2. Herijking risico grondexploitaties en Meerstad
Door de overheveling van bovenwijkse voorzieningen uit de grondexploitatie Meerstad is het risico aanzienlijk lager geworden. Daardoor hoeven we voor dit risico minder weerstandsvermogen aan te houden. Bij de overheveling is hiervan ruim 20 miljoen ingezet voor dekking kapitaallasten van de bovenwijkse investeringen in de eerste jaren. Het blijft nodig voor Meerstad een aanzienlijke buffer in het weerstandsvermogen aan te houden. Dit komt door een hoge boekwaarde die de komende jaren verder zal oplopen. Deze kosten moeten worden terugverdiend met de afzet van grond. Dit is het grootste risico in de grondexploitatie. Na 2023 verwachten we dat het risico zal gaan dalen omdat de boekwaarde dan gaat afnemen en de rentekosten voor Meerstad lager worden als gevolg van de recente rente herzieningen. Voor de overige gemeentelijke grondexploitaties blijft de bestaande risicoboxenboxen-methode het uitgangspunt voor het bepalen van het risico. We hebben de gehanteerde parameters geactualiseerd. De belangrijkste hiervan is de rente. Sinds de vaststelling van de risicoboxenmethode is de rente aanzienlijk gedaald. De actualisatie van de parameters leidt tot een verlaging van het risico van de gemeentelijke grondexploitaties. In totaal schatten we het risico grondexploitaties en Meerstad lager in. We vinden het verantwoord om een deel van deze middelen in te zetten voor het afdekken van een nadelig saldo in 2020 (4,670 miljoen euro).

3. Opgaven ten laste van het weerstandsvermogen
Bij de begroting 2017 hebben we aangegeven een aantal opgaven die ontstaan door het niet realiseren van bezuinigingen te onttrekken aan het weerstandsvermogen. Voor de jaarschijf 2020 is dit een onttrekking van 1,348 miljoen euro.
Bij de begroting 2019 hebben we aangegeven een aantal opgaven die ontstaan door het niet realiseren van bezuinigingen te onttrekken aan het weerstandsvermogen. Voor de jaarschijf 2020 betreft dit een onttrekking van 1,793 miljoen euro, in 2021 een onttrekking van 3,648 miljoen, in 2022 een onttrekking van 1,782 miljoen euro en in 2022.

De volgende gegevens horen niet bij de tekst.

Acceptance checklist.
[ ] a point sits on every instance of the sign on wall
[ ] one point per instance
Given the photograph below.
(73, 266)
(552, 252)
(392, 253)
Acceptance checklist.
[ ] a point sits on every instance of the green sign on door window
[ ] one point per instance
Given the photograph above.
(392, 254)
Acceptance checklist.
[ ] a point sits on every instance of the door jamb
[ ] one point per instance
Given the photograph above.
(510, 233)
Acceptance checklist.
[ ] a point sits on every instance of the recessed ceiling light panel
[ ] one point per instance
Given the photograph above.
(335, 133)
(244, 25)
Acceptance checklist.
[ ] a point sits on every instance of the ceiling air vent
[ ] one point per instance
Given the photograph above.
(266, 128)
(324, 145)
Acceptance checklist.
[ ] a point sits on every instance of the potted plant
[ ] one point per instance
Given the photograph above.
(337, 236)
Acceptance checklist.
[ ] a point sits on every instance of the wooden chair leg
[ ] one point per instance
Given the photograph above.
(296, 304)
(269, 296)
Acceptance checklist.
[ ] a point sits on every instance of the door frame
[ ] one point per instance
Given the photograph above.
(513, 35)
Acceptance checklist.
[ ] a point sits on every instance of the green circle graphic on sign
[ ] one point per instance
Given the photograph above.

4. Vrijval areaaluitbreiding (fysiek)
In het meerjarenbeeld houden we rekening met een toename van de kosten voor onderhoud en beheer door areaaluitbreiding. Op basis van een inventarisatie blijkt het benodigde budget voor de komende jaren lager uit te vallen dan het beschikbare budget. We laten het structurele jaarlijkse overschot vrijvallen.

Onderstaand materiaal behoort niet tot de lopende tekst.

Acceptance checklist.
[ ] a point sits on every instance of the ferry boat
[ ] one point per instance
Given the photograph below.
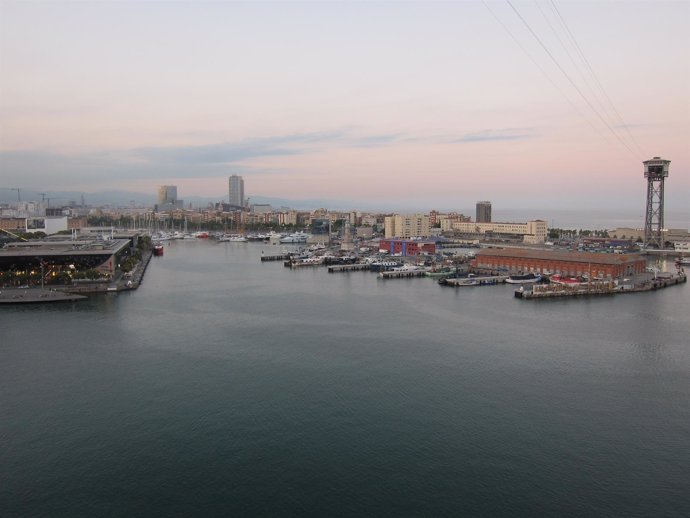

5. Rentevoordeel kortlopende leningen
In de meerjarenbegroting wordt uitgegaan van lagere lasten door kortlopende financiering aan te trekken voor de lange financieringsbehoefte. Het gaat om 500 duizend euro voor 2020. Vanaf 2021 is structureel rekening gehouden met het hogere rentevoordeel op kortlopende leningen.

6. Herfinanciering gemeentefinanciering
In de periode 2017-2021 moet ongeveer 250 miljoen euro aan leningen geherfinancierd worden. Doordat we hierover al vroegtijdig met de banken afspraken hebben gemaakt kunnen we de rentekosten in de komende jaren verlagen (tot 1 miljoen euro structureel vanaf 2020). De besparing bedraagt vanaf 2020 300 duizend euro.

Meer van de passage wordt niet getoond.